Apesar dos discursos cada vez mais contundentes sobre as mudanças climáticas, os acordos internacionais (especialmente o Acordo de Paris), e até mesmo a criação de partidos políticos e movimentos sociais voltados às mudanças climáticas, quais mudanças concretas e de fato o mundo tomou até o momento em relação à diminuição do consumo e da exploração de reservas de petróleo?

Entenda que quando eu digo concretas, eu não estou falando de prognósticos ou metas, como prevê o Acordo de Paris, não estou falando de legislações recém criadas ou ineficientes. Eu digo ações efetivas e que já trouxeram resultado. São raras, e ainda pouco efetivas na mitigação dos impactos.

Veja o gráfico do consumo de combustíveis fósseis através do tempo (disponível no site Our World in Data).
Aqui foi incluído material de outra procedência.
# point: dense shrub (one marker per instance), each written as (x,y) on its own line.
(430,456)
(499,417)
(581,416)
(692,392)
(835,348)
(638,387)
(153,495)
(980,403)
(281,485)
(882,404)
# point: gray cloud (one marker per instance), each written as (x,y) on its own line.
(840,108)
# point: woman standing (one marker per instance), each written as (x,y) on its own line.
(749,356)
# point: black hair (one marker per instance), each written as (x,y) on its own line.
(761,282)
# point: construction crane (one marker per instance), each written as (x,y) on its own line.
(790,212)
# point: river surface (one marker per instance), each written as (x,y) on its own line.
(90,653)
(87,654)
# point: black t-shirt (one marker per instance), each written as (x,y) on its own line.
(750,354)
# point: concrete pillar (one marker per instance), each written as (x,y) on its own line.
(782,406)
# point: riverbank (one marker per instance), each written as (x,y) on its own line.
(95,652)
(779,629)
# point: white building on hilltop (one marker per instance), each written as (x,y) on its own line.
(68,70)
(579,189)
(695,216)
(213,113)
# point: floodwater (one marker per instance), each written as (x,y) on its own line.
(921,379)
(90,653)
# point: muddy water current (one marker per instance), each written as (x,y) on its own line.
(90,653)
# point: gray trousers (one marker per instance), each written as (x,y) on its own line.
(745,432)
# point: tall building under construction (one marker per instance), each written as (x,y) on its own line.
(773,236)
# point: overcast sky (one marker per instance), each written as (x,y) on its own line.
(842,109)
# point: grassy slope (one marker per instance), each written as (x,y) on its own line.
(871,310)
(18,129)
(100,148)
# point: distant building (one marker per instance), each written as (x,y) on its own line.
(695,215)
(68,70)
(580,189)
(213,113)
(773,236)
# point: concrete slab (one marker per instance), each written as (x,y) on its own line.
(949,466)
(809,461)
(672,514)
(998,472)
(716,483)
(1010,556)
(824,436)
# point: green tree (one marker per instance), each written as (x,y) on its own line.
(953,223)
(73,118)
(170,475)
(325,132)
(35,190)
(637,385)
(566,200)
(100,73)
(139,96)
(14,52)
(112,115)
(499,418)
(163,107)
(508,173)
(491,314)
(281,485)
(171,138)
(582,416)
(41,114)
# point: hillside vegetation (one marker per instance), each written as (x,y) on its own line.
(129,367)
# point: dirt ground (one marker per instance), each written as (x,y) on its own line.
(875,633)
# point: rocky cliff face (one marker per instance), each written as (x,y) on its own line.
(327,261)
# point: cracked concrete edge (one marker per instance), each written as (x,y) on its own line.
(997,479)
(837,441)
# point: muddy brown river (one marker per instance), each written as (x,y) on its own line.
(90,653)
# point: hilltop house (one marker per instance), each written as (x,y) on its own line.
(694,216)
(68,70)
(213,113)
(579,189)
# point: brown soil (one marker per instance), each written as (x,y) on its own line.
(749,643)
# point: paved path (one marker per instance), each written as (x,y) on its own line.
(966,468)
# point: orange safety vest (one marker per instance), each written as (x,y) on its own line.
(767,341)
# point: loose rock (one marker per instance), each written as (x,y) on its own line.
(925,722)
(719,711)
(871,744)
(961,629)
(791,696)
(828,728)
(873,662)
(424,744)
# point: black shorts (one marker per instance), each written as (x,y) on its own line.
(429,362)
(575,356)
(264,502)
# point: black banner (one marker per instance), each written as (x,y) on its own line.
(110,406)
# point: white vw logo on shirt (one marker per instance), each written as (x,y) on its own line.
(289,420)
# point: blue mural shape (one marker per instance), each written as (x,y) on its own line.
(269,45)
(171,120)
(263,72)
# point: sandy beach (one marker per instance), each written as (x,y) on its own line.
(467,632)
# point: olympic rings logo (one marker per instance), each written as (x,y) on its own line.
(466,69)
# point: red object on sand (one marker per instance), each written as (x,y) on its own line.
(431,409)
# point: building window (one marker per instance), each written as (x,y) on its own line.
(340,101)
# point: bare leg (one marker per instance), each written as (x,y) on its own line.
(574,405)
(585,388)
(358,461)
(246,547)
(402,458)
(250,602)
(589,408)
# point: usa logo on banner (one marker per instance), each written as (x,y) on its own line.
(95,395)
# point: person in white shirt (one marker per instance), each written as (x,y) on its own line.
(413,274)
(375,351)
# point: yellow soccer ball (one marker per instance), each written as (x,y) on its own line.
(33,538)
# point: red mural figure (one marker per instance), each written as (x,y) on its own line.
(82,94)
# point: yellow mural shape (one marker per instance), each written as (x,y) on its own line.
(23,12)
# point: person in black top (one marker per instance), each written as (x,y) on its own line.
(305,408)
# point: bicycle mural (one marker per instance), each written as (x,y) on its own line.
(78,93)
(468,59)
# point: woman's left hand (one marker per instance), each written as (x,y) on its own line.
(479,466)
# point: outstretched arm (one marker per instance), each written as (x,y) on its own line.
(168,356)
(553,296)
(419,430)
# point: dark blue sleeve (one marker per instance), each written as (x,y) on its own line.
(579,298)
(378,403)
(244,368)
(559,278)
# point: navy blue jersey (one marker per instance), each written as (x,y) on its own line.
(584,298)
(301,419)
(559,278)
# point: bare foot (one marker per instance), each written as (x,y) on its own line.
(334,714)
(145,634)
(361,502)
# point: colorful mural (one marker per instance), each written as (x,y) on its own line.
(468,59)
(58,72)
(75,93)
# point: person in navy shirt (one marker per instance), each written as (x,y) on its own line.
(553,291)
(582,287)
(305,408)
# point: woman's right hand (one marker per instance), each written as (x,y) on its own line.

Embora as políticas e discursos internacionais tenham mudado, o consumo ainda é crescente (ou pelo menos estagnado) e não mostra nenhuma tendência de diminuição.

A força política e econômica dos países produtores de petróleo ainda é enorme (como, por exemplo, Catar sediando eventos esportivos, e a Arábia Saudita vindo com uma candidatura fortíssima como sede da Copa do Mundo para 2034).

Enquanto ao sol vemos discursos rebuscados e voltados à defesa do meio ambiente, as ações concretas para o controle das mudanças climáticas ainda são escassas e difusas. Os interesses econômicos na exploração de petróleo ainda falam mais alto. Muito porque o interesse em conter as mudanças não é globalizado, e muitas vezes vemos países mais engajados, mas com menos força diplomática (países da Oceania, por exemplo). Nenhum partido o qual a parte ambiental seja seu principal viés chegou a governar uma grande potência mundial.

A verdade é que tenho uma previsão bem precisa sobre o fim do uso dos combustíveis fósseis, porém é uma previsão pessimista. O uso de combustíveis fósseis tem data para acabar: quando as reservas acabarem.

E o mesmo vale para o mundo do futebol, embora o discurso e as evidências do mundo corrupto que cerca a FIFA apareçam aos montes, seguiremos às sombras do que realmente acontece nos bastidores, e vibrando e se empolgando a cada 4 anos. No Catar, na Arábia Saudita, em breve com um campo de futebol em cima de uma plataforma de petróleo.

 


Gustavo Henrique Baraviera

Engenheiro ambiental pela UNESP, doente por futebol e entusiasta da divulgação científica. Nada é tão complexo que não possa ser explicado, apenas não encontramos as palavras corretas para a pessoa correta.